Code of the query whic performs the task is below, it's practicaly self-explained, more details in the above blog. If you know Power Query at least a bit you may easy modify it if necessary, for example add more words to exclude from the calculation (in general could be taken from another table in Excel, but takes time to implement).
/*
That is literally Chris Webb's solution
"Finding Shakespeare’s Favourite Words With Data Explorer (Power Query)"
published on March 15, 2013 at
https://blog.crossjoin.co.uk/2013/03/15/finding-shakespeares-favourite-words-with-data-explorer/
*/
let
Source = Excel.CurrentWorkbook(){[Name="Table1"]}[Content],
OurList = Table.ToList(Source),
RemoveLineBreaks = Lines.ToText(OurList, " "),
RemovePunctuation = Text.Remove(RemoveLineBreaks,
{
"," ,"." ,"?" ,";" ,":" ,";" ,"'",
"@" ,"#" ,"~" ,"{" ,"[" ,"}" ,"]" ,"(" ,")", "*"
}
),
Lowercase = Text.Lower(RemovePunctuation),
TurnIntoTable = Table.FromValue(Lowercase),
SplitIntoWords = Table.TransformColumns(TurnIntoTable, {"Value", Splitter.SplitTextByWhitespace()}),
ListOfWords = SplitIntoWords{0}[Value],
TableFromList = Table.FromList(ListOfWords, Splitter.SplitByNothing(), null, null, ExtraValues.Error),
RenameColumnToWord = Table.RenameColumns(TableFromList,{{"Column1", "Word"}}),
RemoveBlanks = Table.SelectRows(RenameColumnToWord, each (
[Word] <> "" and
[Word] <> "1" and
[Word] <> "2" and
[Word] <> "3" and
[Word] <> "4" and
[Word] <> "5" and
[Word] <> "6" and
[Word] <> "7" and
[Word] <> "8" and
[Word] <> "9" and
[Word] <> "0" and
[Word] <> "i" and
[Word] <> "me" and
[Word] <> "and" and
[Word] <> "are" and
[Word] <> "be" and
[Word] <> "the" and
[Word] <> "to" and
[Word] <> "was"
)
),
FindWordCounts = Table.Group(RemoveBlanks, {"Word"}, {{"Count", each Table.RowCount(_), type number}}),
SortedRows = Table.Sort(FindWordCounts,{{"Count", Order.Descending}}),
RemoveSingleWords = Table.SelectRows(SortedRows, each [Count] > 1)
in
RemoveSingleWords
- Amber McCurtisJun 10, 2017Copper ContributorThank you! This is really over my head. Maybe I can put the text in Microsoft word and accomplish the same thing?
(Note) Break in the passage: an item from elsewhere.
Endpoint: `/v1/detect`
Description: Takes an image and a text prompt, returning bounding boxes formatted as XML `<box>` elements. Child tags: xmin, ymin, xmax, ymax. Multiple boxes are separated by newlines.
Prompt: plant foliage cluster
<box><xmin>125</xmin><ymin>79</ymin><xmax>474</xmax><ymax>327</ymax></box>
- SergeiBaklanJun 10, 2017Diamond Contributor
Amber, you may use Microsoft Word, whatever, if you are only able to save your text as .txt file. Since you don't need formatting for frequency analysis that shall not be an issue. With Word that's simple, you always may do Save As into txt.
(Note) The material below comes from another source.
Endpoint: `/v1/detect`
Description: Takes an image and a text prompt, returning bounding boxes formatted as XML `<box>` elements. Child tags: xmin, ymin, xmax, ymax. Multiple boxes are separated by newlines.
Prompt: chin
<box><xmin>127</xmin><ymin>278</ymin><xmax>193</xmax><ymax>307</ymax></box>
From Power Query solution point of view that's easy, just couple more lines in the script. I'll update in a while.
- SergeiBaklanJun 10, 2017Diamond Contributor
Hi Amber,
Perhaps in your case is better to use available frequency analysis tools, for example this free one http://countwordsfree.com/. You just paste your text into the web from and receive back a lot of statistic, includes frequency analysis.
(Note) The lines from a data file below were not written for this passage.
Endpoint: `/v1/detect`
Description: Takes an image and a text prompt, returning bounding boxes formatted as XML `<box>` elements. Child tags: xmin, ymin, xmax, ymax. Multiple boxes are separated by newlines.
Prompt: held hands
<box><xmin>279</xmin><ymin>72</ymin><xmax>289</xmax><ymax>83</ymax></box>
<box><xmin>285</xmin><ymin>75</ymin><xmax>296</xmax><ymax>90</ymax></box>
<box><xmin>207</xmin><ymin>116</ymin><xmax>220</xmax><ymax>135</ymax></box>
However, I updated the Excel solution as well, see attached file. To use it you shall put full path to your txt file in B2, minimum length of words to count in next down cell and into the right table words which you would like to exclude from statistics. Don't forget to Refresh All after any change:
I won't explain the script here, it was slightly modified compare to previous post.